Relaxation Technique:

My favorite stress reduction technique is referred to as the Progressive Relaxation Exercise. Now, I don’t want to get all ‘kumbaya’ on y’all but this is something I personally practice and recommend to our patients struggling with stress. Simply stated it works. You have to have a bit of an open mind and a few minutes in the quiet space and you will be able to measurably lower your stress level to a feeling of calm and enhanced mental focus. Here’s how it works.

Step One

Find a quiet comfortable place to lie down. (Once you become more comfortable with the technique it can be done sitting).

Step Two

Close your eyes and begin focusing on your breathing. Your primary focus should be on taking a deep breath – in through your nose and then out through your mouth.
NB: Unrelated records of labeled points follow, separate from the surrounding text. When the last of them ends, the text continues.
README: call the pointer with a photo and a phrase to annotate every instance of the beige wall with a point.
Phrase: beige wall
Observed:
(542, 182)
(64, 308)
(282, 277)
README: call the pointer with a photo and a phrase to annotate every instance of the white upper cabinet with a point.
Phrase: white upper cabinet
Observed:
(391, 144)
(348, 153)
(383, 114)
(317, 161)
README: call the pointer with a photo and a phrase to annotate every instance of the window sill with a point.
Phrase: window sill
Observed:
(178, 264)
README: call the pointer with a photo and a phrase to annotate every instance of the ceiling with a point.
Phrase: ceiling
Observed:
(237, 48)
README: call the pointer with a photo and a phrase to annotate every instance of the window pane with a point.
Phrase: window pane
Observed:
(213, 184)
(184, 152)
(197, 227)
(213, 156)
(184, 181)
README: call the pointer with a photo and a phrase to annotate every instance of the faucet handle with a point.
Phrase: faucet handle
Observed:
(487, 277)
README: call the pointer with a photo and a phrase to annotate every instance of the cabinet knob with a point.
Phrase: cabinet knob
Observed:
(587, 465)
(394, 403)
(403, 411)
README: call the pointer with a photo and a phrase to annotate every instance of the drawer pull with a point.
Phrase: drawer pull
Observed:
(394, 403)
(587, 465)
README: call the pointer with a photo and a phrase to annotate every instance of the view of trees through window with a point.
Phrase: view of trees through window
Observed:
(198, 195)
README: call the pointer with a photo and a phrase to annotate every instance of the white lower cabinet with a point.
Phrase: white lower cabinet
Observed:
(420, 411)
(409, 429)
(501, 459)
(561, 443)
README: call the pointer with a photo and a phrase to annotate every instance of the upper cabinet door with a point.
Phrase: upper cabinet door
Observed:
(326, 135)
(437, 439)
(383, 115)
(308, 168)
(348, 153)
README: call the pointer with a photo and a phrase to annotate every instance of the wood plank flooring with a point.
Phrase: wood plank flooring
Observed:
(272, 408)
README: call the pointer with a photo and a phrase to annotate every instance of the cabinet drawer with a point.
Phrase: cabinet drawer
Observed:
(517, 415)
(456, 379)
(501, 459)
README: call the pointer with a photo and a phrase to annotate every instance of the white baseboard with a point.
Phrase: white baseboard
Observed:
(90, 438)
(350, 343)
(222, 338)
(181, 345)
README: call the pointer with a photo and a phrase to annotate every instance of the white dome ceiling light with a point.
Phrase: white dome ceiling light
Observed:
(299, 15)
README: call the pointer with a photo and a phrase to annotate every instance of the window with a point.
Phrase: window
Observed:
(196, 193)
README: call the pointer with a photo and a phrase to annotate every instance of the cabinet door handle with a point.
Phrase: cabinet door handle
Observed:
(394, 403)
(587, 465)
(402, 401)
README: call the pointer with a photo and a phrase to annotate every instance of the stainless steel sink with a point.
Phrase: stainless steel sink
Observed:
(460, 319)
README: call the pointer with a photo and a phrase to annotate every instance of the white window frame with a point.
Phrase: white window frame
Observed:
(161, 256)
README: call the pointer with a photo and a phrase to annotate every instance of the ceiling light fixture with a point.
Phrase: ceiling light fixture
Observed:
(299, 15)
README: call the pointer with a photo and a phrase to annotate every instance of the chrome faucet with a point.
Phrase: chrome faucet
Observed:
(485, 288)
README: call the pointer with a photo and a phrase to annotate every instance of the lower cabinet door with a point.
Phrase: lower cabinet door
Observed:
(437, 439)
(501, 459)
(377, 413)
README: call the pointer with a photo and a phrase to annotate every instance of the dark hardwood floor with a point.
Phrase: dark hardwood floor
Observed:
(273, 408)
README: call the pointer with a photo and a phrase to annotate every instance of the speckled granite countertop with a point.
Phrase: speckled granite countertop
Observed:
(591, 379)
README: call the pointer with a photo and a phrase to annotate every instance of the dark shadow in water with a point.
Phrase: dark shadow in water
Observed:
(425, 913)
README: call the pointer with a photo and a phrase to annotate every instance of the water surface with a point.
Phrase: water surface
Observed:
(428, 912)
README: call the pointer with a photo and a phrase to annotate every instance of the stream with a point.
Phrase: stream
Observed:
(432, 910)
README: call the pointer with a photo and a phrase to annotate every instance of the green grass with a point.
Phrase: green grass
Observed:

Notice the feeling of the air as it passes through your nostrils and into your lungs – and then focus on the expansion of your chest. Just as you begin to exhale notice the relaxation in the chest of the air passing through your mouth. Spend 30 seconds to one minute just breathing – trying to eliminate all other thoughts. When your thoughts are diverted away – recognize that and bring them back to your breathing.

Step Three

Begin tightening and then relaxing your body progressively from your toes to your scalp. Start with your feet. Take a few seconds and tighten the muscles in your feet. Curl up your toes and push them into the floor. After 10 seconds, relax the feet and feel them melt into the floor. Do two more cycles of deep breathing and then move up to your calf muscles. Do the same as you did with your feet. Continue moving up doing a breath cycle between each muscle group. Include your thighs, buttocks, belly, your lower back, chest, hands, forearms, upper arms, shoulders, face, and then finally your scalp.

Step Four

Spend a few minutes absorbing the new state of relaxation.

 

This exercise has been shown to lower the heart rate, lower pressure and more importantly lower cortisol levels that are sabotaging your hard work to lose weight.

 

Other effective methods of releasing stress include prayer or meditation. Yoga has also become a popular form of stress reduction.

 

3. Burn it off

Another very effective way to lower the unwanted stress hormones circulating throughout your body – is to burn them off. As you recall, the primary purpose of these stress hormones is to prepare your body for a ‘fight or flight’ response. Well, if that’s what your body is prepared to do, then do it. Take 10 minutes and go for a walk. A brisk walk around the office complex or out to your car in the parking lot, or even taking a few trips up and down the staircase could be enough to place your mind and body in a healthier place.